Jésus, avant sa dernière Pâque, dit aux siens : « Que votre cœur ne se trouble ni ne s’effraie » (Jn 14, 27). Oui, parce que si le pouvoir du monde ne laisse que la destruction et la mort — nous l’avons vu en ces jours — sa paix édifie l’histoire, à partir du cœur de tout homme qui l’accueille. Pâques est alors la véritable fête de Dieu et de l’homme parce que la paix, que le Christ a conquise sur la croix dans le don de soi, nous est distribuée. C’est pourquoi le Ressuscité, le jour de Pâques, apparaît à ses disciples et comment les salue-t-il? « Paix à vous !» (Jn 20, 19.21). Tel est le salut du Christ vainqueur, du Christ ressuscité.
Frères et sœurs, Pâques signifie «passage». C’est, en particulier cette année, l’occasion bénie de passer du Dieu mondain au Dieu chrétien, de l’avidité que nous avons en nous à la charité qui nous rend libres, de l’attente d’une paix apportée par la force à l’engagement de témoigner de façon concrète de la paix de Jésus. Frères et sœurs, plaçons-nous devant le Crucifié, source de notre paix, et demandons-lui la paix du cœur et la paix dans le monde.
Je salue cordialement les personnes de langue française présentes aujourd’hui, particulièrement les groupes de jeunes venus de France et de Belgique. Quand les jeunes sont là, il y a du bruit, hein ? Et çà, c’est beau !

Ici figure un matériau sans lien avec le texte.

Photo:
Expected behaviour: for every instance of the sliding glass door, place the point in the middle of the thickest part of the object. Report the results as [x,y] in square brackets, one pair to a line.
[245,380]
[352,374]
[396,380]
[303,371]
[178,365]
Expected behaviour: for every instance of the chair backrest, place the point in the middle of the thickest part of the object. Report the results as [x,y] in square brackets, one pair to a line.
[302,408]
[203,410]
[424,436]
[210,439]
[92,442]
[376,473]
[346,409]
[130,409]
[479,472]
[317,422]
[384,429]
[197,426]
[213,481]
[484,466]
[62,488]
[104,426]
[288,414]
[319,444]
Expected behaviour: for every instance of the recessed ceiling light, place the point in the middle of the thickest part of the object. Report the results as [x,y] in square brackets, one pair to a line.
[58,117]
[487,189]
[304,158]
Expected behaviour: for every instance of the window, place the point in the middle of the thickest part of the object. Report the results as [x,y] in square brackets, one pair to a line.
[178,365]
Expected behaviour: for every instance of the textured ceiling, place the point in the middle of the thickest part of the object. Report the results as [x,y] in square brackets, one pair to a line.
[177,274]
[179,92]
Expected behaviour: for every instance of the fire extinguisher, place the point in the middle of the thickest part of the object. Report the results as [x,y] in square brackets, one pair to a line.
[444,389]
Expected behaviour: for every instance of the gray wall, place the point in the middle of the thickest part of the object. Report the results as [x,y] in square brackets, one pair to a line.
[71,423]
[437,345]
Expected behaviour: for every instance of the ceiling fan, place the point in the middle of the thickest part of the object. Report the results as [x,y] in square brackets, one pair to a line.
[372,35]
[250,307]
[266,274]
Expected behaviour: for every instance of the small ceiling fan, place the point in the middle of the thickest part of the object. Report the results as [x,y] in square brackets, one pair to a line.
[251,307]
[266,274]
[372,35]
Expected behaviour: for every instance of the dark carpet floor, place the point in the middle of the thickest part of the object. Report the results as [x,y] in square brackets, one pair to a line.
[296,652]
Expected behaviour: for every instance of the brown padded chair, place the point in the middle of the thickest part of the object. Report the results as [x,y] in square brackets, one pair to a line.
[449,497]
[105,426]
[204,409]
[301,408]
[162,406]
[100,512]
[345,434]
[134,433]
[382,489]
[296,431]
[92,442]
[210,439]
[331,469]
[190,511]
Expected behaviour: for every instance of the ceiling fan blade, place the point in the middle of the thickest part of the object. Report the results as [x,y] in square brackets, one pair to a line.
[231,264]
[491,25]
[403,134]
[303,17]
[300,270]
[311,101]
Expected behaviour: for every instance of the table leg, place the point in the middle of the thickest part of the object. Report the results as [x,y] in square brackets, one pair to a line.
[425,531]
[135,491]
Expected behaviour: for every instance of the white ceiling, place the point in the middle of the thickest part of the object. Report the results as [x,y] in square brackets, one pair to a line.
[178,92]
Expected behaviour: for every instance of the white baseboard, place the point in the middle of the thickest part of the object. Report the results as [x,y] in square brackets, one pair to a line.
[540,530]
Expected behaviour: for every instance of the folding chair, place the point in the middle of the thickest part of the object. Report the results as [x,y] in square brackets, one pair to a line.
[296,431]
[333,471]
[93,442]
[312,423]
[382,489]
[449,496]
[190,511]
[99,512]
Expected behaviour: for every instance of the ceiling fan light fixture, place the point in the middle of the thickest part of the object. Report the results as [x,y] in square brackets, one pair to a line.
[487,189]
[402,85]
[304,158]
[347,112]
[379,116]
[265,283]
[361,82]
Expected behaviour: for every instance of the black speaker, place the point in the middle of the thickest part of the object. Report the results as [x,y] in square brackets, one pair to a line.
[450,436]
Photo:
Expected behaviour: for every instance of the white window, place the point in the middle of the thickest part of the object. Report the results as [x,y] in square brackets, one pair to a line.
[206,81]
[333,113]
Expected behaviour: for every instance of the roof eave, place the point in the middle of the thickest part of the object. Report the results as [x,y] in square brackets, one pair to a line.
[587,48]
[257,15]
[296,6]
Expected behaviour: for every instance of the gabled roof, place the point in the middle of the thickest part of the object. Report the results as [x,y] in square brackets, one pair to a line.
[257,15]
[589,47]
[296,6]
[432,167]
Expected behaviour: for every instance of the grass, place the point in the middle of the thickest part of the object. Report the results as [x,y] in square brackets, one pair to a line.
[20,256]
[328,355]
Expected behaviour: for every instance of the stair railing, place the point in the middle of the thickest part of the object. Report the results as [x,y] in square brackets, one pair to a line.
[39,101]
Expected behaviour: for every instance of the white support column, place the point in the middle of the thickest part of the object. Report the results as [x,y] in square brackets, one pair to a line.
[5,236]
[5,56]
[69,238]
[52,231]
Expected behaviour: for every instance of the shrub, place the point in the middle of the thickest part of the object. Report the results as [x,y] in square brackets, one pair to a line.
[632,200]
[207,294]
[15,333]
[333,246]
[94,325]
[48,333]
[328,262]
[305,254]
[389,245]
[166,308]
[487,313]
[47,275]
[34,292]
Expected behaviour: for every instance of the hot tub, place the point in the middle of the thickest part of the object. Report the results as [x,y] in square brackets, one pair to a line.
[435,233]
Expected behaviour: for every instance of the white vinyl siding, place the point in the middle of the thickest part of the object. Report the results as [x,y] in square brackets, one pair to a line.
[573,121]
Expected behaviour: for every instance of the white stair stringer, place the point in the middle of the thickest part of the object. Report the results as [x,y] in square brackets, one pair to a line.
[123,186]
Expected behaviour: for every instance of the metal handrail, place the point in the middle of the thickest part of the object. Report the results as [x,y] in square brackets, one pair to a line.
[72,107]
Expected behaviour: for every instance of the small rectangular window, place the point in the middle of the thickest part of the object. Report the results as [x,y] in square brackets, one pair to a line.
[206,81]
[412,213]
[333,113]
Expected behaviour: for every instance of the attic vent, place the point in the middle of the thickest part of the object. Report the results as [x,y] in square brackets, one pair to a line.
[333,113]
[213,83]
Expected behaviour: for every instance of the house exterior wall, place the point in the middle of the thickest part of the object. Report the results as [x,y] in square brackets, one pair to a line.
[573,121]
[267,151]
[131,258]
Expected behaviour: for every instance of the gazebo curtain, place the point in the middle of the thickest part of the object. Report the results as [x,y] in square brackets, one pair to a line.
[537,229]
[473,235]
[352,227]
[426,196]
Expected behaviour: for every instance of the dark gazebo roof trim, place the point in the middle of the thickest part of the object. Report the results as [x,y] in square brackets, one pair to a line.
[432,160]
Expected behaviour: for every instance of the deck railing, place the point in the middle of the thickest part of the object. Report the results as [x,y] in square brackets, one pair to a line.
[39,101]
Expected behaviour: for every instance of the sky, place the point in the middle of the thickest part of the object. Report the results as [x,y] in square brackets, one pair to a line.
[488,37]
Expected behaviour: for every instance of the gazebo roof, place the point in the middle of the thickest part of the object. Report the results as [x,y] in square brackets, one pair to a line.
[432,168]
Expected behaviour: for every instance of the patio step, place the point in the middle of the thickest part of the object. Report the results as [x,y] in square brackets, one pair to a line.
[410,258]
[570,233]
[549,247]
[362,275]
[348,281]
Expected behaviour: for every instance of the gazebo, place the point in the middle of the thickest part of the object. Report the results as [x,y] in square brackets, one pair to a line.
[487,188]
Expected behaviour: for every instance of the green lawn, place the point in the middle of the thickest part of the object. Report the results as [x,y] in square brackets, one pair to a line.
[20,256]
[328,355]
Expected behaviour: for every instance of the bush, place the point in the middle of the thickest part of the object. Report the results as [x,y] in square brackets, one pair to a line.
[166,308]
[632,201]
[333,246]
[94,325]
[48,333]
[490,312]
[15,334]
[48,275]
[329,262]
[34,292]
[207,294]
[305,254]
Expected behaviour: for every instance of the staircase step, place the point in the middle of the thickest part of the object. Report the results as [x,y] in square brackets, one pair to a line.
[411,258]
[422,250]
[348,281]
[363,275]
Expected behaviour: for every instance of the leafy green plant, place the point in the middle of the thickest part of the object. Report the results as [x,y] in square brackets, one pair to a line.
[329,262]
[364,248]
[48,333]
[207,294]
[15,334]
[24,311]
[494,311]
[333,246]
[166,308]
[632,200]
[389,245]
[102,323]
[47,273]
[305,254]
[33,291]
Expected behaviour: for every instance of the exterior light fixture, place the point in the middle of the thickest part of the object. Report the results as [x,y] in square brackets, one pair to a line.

Ce matin, demandons au Seigneur de nous préparer à vivre en union avec lui les jours de la Passion et de la Résurrection
Que notre prière accompagne en particulier tous ceux qui traversent ces jours saints dans l’abandon, la guerre ou la difficulté.
Que Dieu vous bénisse !
Résumé de la catéchèse du Saint-Père :
Nous sommes au cœur de la Semaine Sainte, entre le dimanche des Rameaux et le dimanche de Pâques. Dimanche dernier, la foule acclamait Jésus comme un Messie puissant qui allait apporter une paix glorieuse en les libérant des romains.
Mais Jésus ne s’est jamais présenté en ces termes. Il apporte la paix par la douceur et la miséricorde, symbolisées par cet âne que personne n’avait encore jamais monté, comme pour signifier que la façon de faire du Seigneur est différente de celle du monde.
Le monde croit obtenir la paix en l’imposant par la violence. La paix du Seigneur, elle, s’obtient par la croix : en prenant sur lui notre mal, notre péché et notre mort, il nous libère. Les seules armes de l’Evangile sont la prière, la tendresse, le pardon, et l’amour du prochain. C’est pourquoi l’agression armée qui fait rage des jours-ci est un outrage à Dieu, une trahison blasphématoire du Seigneur de la Pâque.
Le mot Pâques signifie « passage » : c’est pour nous cette année l’occasion bénie de passer du dieu mondain au Dieu chrétien, d’une paix acquise par la force à la seule vraie paix apportée par Jésus dans l’offrande de sa vie.
Mettons-nous aux pieds du Crucifié, source de notre paix, et demandons-lui la paix du cœur, et la paix dans le monde.